Open source Apache Hadoop to become Microsoft’s Windows Azure and Server big data analyser

Microsoft’s plans for tackling big data within the enterprise include an Apache Hadoop-based distribution for Windows Server and Windows Azure.

Apache Hadoop is a scalable solution for companies looking to crunch massive amounts of data, sorting through it to find the tendencies and patterns necessary to make better business decisions. Organisations already using the open-source framework for production or educational purposes include eBay, Facebook, Hulu, IBM, Twitter, and a handful of universities.

Elephantine Analysis Project

Yahoo nurtured Hadoop as a “science project” of sorts for six years before it split off under the umbrella of an independent, venture capital-funded company called Hortonworks.

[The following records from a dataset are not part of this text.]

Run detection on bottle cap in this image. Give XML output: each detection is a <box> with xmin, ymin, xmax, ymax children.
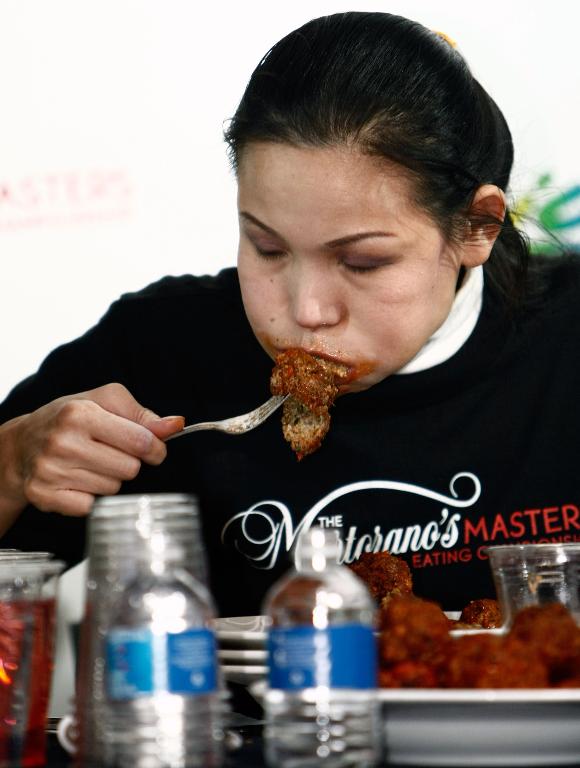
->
<box><xmin>294</xmin><ymin>528</ymin><xmax>341</xmax><ymax>572</ymax></box>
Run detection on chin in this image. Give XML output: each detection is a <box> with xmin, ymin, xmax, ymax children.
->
<box><xmin>254</xmin><ymin>335</ymin><xmax>278</xmax><ymax>361</ymax></box>
<box><xmin>339</xmin><ymin>378</ymin><xmax>377</xmax><ymax>395</ymax></box>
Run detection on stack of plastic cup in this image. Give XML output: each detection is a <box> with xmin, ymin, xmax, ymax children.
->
<box><xmin>0</xmin><ymin>551</ymin><xmax>53</xmax><ymax>561</ymax></box>
<box><xmin>74</xmin><ymin>493</ymin><xmax>218</xmax><ymax>767</ymax></box>
<box><xmin>0</xmin><ymin>553</ymin><xmax>65</xmax><ymax>767</ymax></box>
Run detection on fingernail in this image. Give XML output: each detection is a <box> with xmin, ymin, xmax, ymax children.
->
<box><xmin>161</xmin><ymin>415</ymin><xmax>186</xmax><ymax>429</ymax></box>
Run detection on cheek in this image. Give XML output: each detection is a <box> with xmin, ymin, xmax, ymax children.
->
<box><xmin>367</xmin><ymin>262</ymin><xmax>457</xmax><ymax>320</ymax></box>
<box><xmin>347</xmin><ymin>273</ymin><xmax>454</xmax><ymax>356</ymax></box>
<box><xmin>238</xmin><ymin>261</ymin><xmax>283</xmax><ymax>331</ymax></box>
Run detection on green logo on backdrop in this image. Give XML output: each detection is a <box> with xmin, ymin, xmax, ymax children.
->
<box><xmin>513</xmin><ymin>174</ymin><xmax>580</xmax><ymax>254</ymax></box>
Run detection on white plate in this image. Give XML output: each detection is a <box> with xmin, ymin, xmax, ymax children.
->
<box><xmin>212</xmin><ymin>616</ymin><xmax>268</xmax><ymax>647</ymax></box>
<box><xmin>212</xmin><ymin>613</ymin><xmax>495</xmax><ymax>649</ymax></box>
<box><xmin>222</xmin><ymin>664</ymin><xmax>269</xmax><ymax>686</ymax></box>
<box><xmin>218</xmin><ymin>648</ymin><xmax>268</xmax><ymax>663</ymax></box>
<box><xmin>379</xmin><ymin>688</ymin><xmax>580</xmax><ymax>766</ymax></box>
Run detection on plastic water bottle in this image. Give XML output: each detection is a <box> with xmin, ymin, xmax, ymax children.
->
<box><xmin>76</xmin><ymin>493</ymin><xmax>212</xmax><ymax>766</ymax></box>
<box><xmin>263</xmin><ymin>528</ymin><xmax>380</xmax><ymax>767</ymax></box>
<box><xmin>103</xmin><ymin>531</ymin><xmax>224</xmax><ymax>768</ymax></box>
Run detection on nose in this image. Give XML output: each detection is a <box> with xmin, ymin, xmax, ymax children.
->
<box><xmin>289</xmin><ymin>261</ymin><xmax>344</xmax><ymax>331</ymax></box>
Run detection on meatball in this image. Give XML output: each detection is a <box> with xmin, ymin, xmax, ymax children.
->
<box><xmin>379</xmin><ymin>660</ymin><xmax>439</xmax><ymax>688</ymax></box>
<box><xmin>279</xmin><ymin>399</ymin><xmax>330</xmax><ymax>459</ymax></box>
<box><xmin>270</xmin><ymin>348</ymin><xmax>343</xmax><ymax>413</ymax></box>
<box><xmin>443</xmin><ymin>634</ymin><xmax>548</xmax><ymax>688</ymax></box>
<box><xmin>459</xmin><ymin>598</ymin><xmax>503</xmax><ymax>628</ymax></box>
<box><xmin>349</xmin><ymin>551</ymin><xmax>413</xmax><ymax>606</ymax></box>
<box><xmin>270</xmin><ymin>348</ymin><xmax>348</xmax><ymax>459</ymax></box>
<box><xmin>378</xmin><ymin>595</ymin><xmax>452</xmax><ymax>682</ymax></box>
<box><xmin>509</xmin><ymin>603</ymin><xmax>580</xmax><ymax>684</ymax></box>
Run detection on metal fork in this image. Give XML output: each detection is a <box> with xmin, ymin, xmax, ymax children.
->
<box><xmin>165</xmin><ymin>394</ymin><xmax>288</xmax><ymax>441</ymax></box>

Microsoft announced the Hadoop augmentation for Windows Server and Windows Azure – which obviously includes a strategic partnership with Hortonworks – at its Pass Summit 2011. “The next frontier is all about uniting the power of the cloud with the power of data to gain insights that simply weren’t possible even just a few years ago,” Microsoft corporate vice president Ted Kummert told the audience during his opening keynote.

Microsoft plans for a community technology preview of the Hadoop service for Windows Azure by the end of this year, followed by the CTP for the Hadoop service for Windows Server sometime in 2012. In a release associated with the announcement, Microsoft also pledged to “work closely with the Hadoop community” and “propose contributions back to the Apache Software Foundation and the Hadoop project”.

“Over 80 percent of new data being generated is from unstructured sources,” Eric Baldeschwieler, CEO of Hortonworks, wrote in a statement released by Microsoft. “We are excited to work with Microsoft to help make Apache Hadoop a compelling platform for storing and processing data.”

Microsoft used the PASS Summit 2011 to show off a “Data Explorer” prototype for sharing and discovering business data, which will apparently be included with the Windows Azure Marketplace. Microsoft is also planning a set of “highly interactive” data visualisation tools which leverage touch technology. That seems an attempt to leverage upcoming releases such as Windows 8, whose user interface will offer a significant touch-based component.